Ela é como uma eremita”, disse Livia Vianna, editora-executiva da editora Record, enquanto acompanhava a autora Ana Maria Gonçalves na 23ª edição da Festa Literária Internacional de Paraty. Até pouco tempo atrás, a autora não tinha telefone celular. Mesmo depois de aderir ao aparelho, não usa Whatsapp e muito menos Instagram (sua conta oficial na rede é abastecida por uma equipe). A comunicação com ela, portanto, não é nada facilitada, e sua presença em eventos é rara. “Eu insisti muito para que ela estivesse aqui”, diz Vianna. “É muito importante ela estar onde o público leitor dela está.”
Gonçalves esteve na Flip a convite da Esquina piauí+Netflix e participou também de eventos nas casas Record e Folha de S.Paulo.

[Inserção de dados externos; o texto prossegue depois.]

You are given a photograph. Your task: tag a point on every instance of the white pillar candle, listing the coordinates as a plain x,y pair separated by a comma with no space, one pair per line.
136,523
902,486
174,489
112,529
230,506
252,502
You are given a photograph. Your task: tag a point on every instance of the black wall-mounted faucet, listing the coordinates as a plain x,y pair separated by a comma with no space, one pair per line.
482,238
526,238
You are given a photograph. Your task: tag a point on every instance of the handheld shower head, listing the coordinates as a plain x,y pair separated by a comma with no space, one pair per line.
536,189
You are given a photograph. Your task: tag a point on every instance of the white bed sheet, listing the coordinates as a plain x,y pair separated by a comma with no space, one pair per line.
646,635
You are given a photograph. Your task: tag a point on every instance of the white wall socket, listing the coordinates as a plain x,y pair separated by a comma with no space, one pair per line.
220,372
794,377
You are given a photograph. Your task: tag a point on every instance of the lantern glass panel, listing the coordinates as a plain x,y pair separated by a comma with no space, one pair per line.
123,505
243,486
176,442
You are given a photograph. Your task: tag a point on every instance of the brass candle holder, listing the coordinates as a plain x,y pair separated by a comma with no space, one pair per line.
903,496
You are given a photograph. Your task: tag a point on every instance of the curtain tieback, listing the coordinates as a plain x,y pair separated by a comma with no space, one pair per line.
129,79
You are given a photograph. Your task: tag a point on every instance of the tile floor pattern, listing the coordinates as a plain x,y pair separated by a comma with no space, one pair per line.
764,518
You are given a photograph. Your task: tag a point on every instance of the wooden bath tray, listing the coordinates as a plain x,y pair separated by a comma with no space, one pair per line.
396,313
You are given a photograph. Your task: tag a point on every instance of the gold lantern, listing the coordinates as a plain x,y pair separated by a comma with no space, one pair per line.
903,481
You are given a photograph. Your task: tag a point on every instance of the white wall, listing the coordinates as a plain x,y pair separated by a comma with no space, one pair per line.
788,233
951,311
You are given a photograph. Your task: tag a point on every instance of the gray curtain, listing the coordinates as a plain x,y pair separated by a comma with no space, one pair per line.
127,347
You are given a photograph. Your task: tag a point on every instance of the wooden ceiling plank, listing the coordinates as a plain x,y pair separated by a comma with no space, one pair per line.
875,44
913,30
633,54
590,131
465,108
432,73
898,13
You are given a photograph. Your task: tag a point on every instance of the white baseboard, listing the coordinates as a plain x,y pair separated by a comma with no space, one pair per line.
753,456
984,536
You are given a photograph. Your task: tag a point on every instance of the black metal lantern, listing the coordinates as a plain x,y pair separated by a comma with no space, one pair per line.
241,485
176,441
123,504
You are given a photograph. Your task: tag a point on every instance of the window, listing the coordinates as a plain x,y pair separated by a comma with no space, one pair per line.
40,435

Suas últimas participações na festa aconteceram em 2017 e 2019. Na primeira, compôs com a também mineira Conceição Evaristo uma mesa que se tornou uma das mais lembradas do festival, na qual as duas autoras discutiram questões relativas à literatura negra feminina contemporânea. Pouco antes de sua última fala ao público na edição deste ano, perguntei a ela quais são suas percepções e se houve mudanças em termos de diversidade no evento. “Acho que as coisas mudaram porque agora o público preto se vê”, respondeu.
As mesas das quais participou estão entre as que registraram as maiores filas na Flip. Na Esquina piauí+Netflix, a primeira pessoa chegou com três horas de antecedência – e logo viu chegarem outros leitores.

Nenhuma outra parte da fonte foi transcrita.